Thursday, April 12, 2018

Prelude: I have a Masters from Carnegie Mellon in logic & computation.

Prelude: I have a Masters from Carnegie Mellon in logic & computation. Essentially, a degree in scientific methodology. I know the difference between a p-value and Bayesian inference. My scholarly work has been cited a few times.

I am far from an expert. If you think you know than me about predictive algorithms, you probably do. If you've ever touched a machine-learned algorithm, you could teach me things. I know enough to spot straightforward bullshit.

And this set off my bullshit odometer: predictive financial modeling with 35 data points, a third order polynomial function with two coefficients at essentially zero (< 0.00001, naturally on the square and the cube), no listed p-value, and an R-square of around 0.994 (pretty decent, actually).

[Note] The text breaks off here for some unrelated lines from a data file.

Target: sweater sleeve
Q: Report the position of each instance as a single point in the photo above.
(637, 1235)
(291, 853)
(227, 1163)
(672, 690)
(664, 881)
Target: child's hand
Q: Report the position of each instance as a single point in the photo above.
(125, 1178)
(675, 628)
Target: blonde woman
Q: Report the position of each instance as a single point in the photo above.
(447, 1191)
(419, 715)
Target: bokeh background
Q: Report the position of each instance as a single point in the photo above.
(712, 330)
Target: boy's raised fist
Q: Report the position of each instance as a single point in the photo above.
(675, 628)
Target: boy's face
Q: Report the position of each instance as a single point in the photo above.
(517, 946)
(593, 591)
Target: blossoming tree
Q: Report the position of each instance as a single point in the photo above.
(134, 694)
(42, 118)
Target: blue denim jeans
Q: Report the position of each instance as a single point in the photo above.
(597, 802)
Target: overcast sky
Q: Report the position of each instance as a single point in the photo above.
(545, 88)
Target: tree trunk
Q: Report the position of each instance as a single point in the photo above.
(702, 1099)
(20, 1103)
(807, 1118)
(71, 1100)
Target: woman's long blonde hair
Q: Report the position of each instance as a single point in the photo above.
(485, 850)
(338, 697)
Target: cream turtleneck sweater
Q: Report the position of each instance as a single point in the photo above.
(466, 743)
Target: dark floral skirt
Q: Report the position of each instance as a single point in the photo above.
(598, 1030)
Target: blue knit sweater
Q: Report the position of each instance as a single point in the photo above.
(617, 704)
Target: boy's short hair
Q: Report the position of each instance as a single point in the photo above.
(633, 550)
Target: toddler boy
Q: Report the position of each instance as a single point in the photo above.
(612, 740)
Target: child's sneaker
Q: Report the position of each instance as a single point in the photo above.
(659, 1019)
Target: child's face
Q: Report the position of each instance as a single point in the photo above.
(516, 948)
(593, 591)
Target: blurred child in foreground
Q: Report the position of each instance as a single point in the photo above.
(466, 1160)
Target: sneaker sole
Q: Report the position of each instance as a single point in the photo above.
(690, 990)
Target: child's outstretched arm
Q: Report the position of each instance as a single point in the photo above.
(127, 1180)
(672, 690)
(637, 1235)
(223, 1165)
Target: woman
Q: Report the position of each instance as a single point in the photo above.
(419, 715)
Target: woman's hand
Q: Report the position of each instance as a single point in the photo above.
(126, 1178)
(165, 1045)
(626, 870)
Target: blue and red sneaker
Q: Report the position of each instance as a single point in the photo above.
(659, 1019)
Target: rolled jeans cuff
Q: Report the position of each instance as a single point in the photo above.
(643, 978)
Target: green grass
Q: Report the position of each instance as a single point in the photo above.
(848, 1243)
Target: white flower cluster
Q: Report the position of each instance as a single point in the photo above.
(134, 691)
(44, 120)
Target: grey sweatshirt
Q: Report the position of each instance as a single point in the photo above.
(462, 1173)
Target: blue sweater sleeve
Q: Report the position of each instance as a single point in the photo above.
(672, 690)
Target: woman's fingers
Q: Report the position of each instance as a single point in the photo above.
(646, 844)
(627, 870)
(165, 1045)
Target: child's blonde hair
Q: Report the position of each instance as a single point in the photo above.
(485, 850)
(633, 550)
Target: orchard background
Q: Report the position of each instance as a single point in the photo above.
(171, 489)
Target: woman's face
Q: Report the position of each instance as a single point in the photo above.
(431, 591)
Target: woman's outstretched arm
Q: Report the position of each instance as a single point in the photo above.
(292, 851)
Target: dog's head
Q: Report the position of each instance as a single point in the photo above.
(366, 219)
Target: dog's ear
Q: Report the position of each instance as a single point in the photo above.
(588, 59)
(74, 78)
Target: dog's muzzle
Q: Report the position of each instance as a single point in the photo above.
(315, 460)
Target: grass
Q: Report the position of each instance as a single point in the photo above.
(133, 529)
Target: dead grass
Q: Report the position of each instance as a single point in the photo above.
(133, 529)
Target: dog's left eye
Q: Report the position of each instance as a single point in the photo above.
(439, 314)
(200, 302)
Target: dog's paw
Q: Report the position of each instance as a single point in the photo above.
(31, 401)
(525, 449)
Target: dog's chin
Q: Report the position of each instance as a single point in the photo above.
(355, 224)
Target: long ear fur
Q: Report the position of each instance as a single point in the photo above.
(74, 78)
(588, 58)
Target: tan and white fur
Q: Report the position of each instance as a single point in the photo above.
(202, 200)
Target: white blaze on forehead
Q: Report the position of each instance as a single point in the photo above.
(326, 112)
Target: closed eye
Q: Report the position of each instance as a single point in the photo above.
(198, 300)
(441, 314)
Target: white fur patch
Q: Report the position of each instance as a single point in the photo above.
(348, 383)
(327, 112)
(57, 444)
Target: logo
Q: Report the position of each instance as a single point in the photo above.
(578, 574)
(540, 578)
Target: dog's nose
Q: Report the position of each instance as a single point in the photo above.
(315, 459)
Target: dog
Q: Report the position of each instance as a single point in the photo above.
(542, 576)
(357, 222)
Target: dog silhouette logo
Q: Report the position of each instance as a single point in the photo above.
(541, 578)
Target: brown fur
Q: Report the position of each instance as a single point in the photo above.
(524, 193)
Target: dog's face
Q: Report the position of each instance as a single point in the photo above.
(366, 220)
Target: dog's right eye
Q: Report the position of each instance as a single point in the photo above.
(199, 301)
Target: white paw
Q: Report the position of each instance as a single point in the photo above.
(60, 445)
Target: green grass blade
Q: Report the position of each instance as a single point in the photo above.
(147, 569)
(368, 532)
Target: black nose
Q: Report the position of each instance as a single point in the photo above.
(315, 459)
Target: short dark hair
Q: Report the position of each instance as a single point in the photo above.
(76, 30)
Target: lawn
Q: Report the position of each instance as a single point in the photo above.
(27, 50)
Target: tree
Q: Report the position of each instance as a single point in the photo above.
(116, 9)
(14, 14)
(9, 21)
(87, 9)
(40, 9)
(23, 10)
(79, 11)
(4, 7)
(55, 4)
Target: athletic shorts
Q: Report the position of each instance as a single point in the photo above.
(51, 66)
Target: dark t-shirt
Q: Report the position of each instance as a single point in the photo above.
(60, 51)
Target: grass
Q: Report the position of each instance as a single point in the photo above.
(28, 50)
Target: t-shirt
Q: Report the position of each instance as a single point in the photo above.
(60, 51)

Does this sound like absolute garbage to anyone else?

26 comments:

  1. I took some stats in college and forgot most of it.

    That looks like Dunning- Kruger levels of overconfidence.

    ReplyDelete
  2. The higher order the polynomial, the better the fit. In the absence of any justification for why a polynomial function is the right choice to model the relationship, that in and of itself seems suspect to me.

    Also, if the financial data is time series data, any kind of polynomial regression fitting seems suspect. Time series data should probably be modeled using time series methods that account for autocorrelation.

    ReplyDelete
  3. This is exactly as I suspected. It's a little too close to what I suspected, which makes me concerned we're all wrong.

    ReplyDelete
  4. Don't keep me in suspense, William Nichols, what are these data? I'm intrigued. Unless it is personal in which case I can live my curiosity.

    ReplyDelete
  5. Hans Messersmith Time-based financial data. ;-)

    ReplyDelete
  6. Sounds like someone found the add trend function in Excel and played a bit around until the graph looks nice.

    ReplyDelete
  7. Gerrit Reininghaus You are closer than I want to admit.

    ReplyDelete
  8. William Nichols 😋 I have a Master in math and philosophy of science. But I worked for too long as a strategy and risk consultant in the financial industry sector not to be guilty of this for real.

    ReplyDelete
  9. Predictive modelling with 35 data points?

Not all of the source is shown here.